Rubriche

La gloria invisibile degli innocenti

Gloria Riva giovedì 27 ottobre 2016
Wiliam Holman Hunt (1827-1910) era stato in Terra Santa, quel viaggio gli era come rimasto addosso facendogli realizzare opere che trasudano del sapore drammatico e misterico di quella terra. Una di queste si intitola Il trionfo degli Innocenti. Mi tornava in mente questo dipinto domenica, mentre ascoltavo le accorate parole del Santo Padre sulla strage di Mosul, ultima di una lunga serie. Quel minuto di silenzio osservato insieme alle migliaia di pellegrini presenti in piazza San Pietro si è caricato di Presenze invisibili, ma reali. Proprio come nell'opera di Holman Hunt.
La sacra famiglia fugge verso l'Egitto, per scampare alla persecuzione di Erode. Una scena quotidiana, ormai, anche per il nostro panorama europeo. Non più interminabili cammini a dorso di un mulo, ma viaggi precari a bordo di barche, appena degne di questo nome, per sfuggire spesso alla tirannia dei prepotenti. Nell'opera di Holman un san Giuseppe ignaro di tutto trascina vigorosamente l'asinello che reca come soma il “peso” più prezioso della storia umana: Maria con il divino Figlio. Ma nella vellutata notte stellata della fuga accade qualcosa. Il silenzio, come domenica scorsa in piazza san Pietro, si carica di presenze. Attorno alla sacra famiglia si materializzano bambini bellissimi, festanti che, tuttavia, l'uomo di Nazareth non vede. Quasi non li vede neppure la Vergine come spiega lo stesso pittore in una lettera all'amico William Bell Scott.
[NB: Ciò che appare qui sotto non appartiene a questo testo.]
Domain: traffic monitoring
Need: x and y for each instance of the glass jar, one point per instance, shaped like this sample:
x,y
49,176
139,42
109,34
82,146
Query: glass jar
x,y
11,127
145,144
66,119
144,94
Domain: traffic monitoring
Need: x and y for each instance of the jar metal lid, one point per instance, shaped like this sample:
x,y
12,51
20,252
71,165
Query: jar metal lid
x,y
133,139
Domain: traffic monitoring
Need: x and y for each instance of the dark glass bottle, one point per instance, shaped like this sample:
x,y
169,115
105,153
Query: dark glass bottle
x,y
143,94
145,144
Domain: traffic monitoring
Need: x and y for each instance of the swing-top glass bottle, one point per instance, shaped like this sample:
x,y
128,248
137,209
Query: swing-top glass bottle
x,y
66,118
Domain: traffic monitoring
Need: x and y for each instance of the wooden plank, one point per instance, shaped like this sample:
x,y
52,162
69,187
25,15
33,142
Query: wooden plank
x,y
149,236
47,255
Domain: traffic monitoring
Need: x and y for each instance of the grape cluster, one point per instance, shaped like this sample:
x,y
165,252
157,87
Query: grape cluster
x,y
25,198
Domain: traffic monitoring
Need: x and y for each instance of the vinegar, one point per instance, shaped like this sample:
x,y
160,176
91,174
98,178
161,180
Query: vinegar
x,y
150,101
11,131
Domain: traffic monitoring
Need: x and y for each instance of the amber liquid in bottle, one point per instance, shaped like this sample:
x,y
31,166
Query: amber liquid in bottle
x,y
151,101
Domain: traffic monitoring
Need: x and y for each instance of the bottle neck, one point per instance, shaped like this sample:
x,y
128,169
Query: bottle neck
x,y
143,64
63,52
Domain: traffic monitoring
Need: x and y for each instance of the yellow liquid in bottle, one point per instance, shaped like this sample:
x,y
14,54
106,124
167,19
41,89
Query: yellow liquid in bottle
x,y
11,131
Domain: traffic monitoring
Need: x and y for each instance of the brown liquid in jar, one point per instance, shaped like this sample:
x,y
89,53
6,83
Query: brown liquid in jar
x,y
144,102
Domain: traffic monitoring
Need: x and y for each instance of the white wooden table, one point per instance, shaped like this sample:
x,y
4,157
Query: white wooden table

È Cristo che distoglie la Vergine dalla sua meditazione inarcandosi sulla schiena e indicando con la piccola manina le improvvise presenze.
Quei bambini sono i martiri innocenti massacrati da Erode che, inconsapevoli e quasi incapaci di parlare, hanno testimoniato Cristo, conseguendo in un attimo la corona della gloria. Non posso non pensare ai piccoli martiri di Mosul, destinati a morire comunque: o come scudi umani o vittime di una crudeltà gratuita e cieca. Mi piace pensarli così, ora, liberi e vivi alla Presenza di Colui che senza, forse, saperlo hanno onorato con la morte.
Colpiscono alcuni particolari. In primo piano una bambina, splendida, sta guardando la corona di perle che si è appena rotta, forse nella colluttazione del martirio subito. Il volto, che tradisce una piccola delusione, si piega verso il monile strappato e lascia cadere lo sguardo sopra un taglio dell'abito bianchissimo proprio all'altezza del costato. Questa bimba è l'allegoria della Chiesa dei martiri che reca con sé i gioielli dello Sposo (il corallo, simbolo appunto della vita eterna) quale promessa di felicità, ma che contempla quella ferita (il costato di Cristo) per la quale la promessa diverrà realtà. Accanto a lei si solleva danzante una bolla di sapone, ve ne sono altre qua e là lungo il cammino, è il segno della fragilità dell'esistenza e dell'inconsistenza delle certezze umane. Se anche la vita dei bambini, carica di promesse e di futuro, non vale nulla agli occhi degli uomini, è un tesoro inestimabile agli occhi di Dio. Forse noi come Giuseppe, non ci avvediamo della grandezza di certi eventi, relegandoli pur con dolore, nella lunga lista della cronaca nera quotidiana. Ma Cristo li vede. Cristo ridesta persino la Madre, obbligandola con la sua manina a volgere lo sguardo verso questi piccoli martiri mentre, con l'altra mano porge loro delle spighe di grano. Sì, il martirio dei bambini è frumento macinato nel dolore per la fame di Dio nel mondo. Che la Madre di Dio ci ridesti a uno sguardo di fede più profondo, capace di vedere come certi eventi, nel dramma, ci stiano salvando.